Learn About Litchfield Park Arizona
Litchfield Park, Arizona
The town of Litchfield Park is a historically affluent community outside of Phoenix named after its founder, Paul Weeks Litchfield (1875–1959). He was an executive of the Goodyear Tire & Rubber Company who came to the Phoenix area in 1916 in search of suitable land to farm a long-staple cotton that had previously been available only from the Sea Islands off the coast of Georgia and from Egypt. This cotton was needed to strengthen the rubber in the pneumatic tire, of which Goodyear was the world's largest producer. The east coast cotton supply had been devastated by the boll weevil and the African supply had been greatly reduced by World War I attacks from German U-boats. Litchfield went to the Phoenix area at the suggestion of the United States Department of Agriculture, but he was not successful in motivating local farmers to grow his cotton. Instead he got Goodyear to form the Southwest Cotton Company in Phoenix, with Litchfield as its president, eventually purchasing some 36,000 acres in the general Salt River Valley area including 5,000 acres around the present site of Litchfield Park, then known as Litchfield Ranch. Much of the land was bought for as little as $25 per acre. The cotton was cultivated with a workforce of mostly Mexican and Native American men. The U.S. Postal Service agreed to the name "Litchfield Park" in 1926. In 1929, the Wigwam Resort was opened to the public. In 1926, Litchfield went on to become the president of the Goodyear-Zeppelin Corporation, and then Chairman of the Board in 1930. He retired from the company in 1958, and spent the final months of his life as a resident of Litchfield Park at his home on Fairway Drive.
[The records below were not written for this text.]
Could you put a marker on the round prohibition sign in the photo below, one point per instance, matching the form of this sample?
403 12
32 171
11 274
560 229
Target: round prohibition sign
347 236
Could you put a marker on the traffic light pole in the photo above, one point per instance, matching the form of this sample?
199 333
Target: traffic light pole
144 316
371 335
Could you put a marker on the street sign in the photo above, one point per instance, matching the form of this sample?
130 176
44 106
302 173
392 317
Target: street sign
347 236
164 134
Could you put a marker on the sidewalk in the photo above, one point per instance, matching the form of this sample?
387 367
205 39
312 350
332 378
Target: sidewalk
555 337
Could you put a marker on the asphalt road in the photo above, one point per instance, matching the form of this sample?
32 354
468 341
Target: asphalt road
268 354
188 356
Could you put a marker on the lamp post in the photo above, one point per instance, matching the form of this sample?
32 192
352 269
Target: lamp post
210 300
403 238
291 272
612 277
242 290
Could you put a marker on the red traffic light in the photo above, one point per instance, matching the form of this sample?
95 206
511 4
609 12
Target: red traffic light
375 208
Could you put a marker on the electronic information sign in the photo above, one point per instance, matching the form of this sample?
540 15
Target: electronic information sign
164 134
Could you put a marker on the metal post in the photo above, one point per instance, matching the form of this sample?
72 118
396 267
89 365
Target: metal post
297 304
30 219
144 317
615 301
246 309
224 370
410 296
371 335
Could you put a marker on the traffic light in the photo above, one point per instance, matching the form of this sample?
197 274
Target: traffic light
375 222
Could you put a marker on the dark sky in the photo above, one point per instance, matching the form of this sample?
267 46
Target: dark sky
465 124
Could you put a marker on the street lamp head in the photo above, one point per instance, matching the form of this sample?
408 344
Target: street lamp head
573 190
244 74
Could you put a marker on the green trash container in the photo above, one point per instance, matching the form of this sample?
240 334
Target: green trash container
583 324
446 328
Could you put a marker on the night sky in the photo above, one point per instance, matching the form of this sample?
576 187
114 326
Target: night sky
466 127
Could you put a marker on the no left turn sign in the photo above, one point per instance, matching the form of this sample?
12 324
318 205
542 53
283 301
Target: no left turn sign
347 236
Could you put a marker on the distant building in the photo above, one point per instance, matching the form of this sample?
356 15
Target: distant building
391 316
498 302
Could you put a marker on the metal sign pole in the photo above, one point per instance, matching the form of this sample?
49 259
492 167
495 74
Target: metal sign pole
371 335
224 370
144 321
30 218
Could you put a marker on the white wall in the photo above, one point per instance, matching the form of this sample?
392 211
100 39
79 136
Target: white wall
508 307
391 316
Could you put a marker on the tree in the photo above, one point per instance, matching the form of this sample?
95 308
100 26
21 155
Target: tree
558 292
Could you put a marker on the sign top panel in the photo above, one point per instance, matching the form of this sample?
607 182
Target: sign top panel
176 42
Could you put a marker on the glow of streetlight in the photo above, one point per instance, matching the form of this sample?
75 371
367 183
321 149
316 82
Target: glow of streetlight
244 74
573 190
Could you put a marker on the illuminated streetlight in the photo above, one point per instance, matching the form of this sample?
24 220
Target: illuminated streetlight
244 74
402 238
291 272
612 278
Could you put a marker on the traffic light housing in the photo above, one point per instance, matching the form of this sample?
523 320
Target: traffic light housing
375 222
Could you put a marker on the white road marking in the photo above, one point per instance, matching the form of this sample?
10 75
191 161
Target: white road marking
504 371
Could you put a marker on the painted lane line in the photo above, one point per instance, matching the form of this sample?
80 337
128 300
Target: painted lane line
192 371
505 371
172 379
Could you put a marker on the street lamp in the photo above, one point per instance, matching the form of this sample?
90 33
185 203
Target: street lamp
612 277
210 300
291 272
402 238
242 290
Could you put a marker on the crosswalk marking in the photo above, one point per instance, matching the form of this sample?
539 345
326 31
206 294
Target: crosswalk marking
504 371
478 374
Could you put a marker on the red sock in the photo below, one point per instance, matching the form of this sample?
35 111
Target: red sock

In 1964, Goodyear created Litchfield Park Land and Development Co. to expand Litchfield Park into a 90,000 resident community.Arden E. Goodyear was the head of the company, Patrick Cusick was vice president and general manager, and Victor Gruen was hired to design some of the buildings. Emanuel Cartsonis, who had worked with Cusick became city planner. The plan called for 25,000 homes, a college, a junior college, eighteen elementary schools, ten junior high schools, and six high schools, as well as improvements to the town's golf course and harness track at an expense of at least 750 million dollars. Goodyear made many mistakes during development, including selling properties right up to the curb line, which means that the city must get permission from property owners before they can put in a sidewalk. They abandoned their plans for expanding Litchfield Park before they were completed and sold whatever land they could.
Litchfield Park had a population of 5,476 at the 2010 census. The racial and ethnic composition of the population was 74.3% non-Hispanic white, 3.5% black or African American, 1.0% Native American, 4.1% Asian, 0.1% non-Hispanic from some other race, 2.8% two or more races and 15.4% Hispanic or Latino.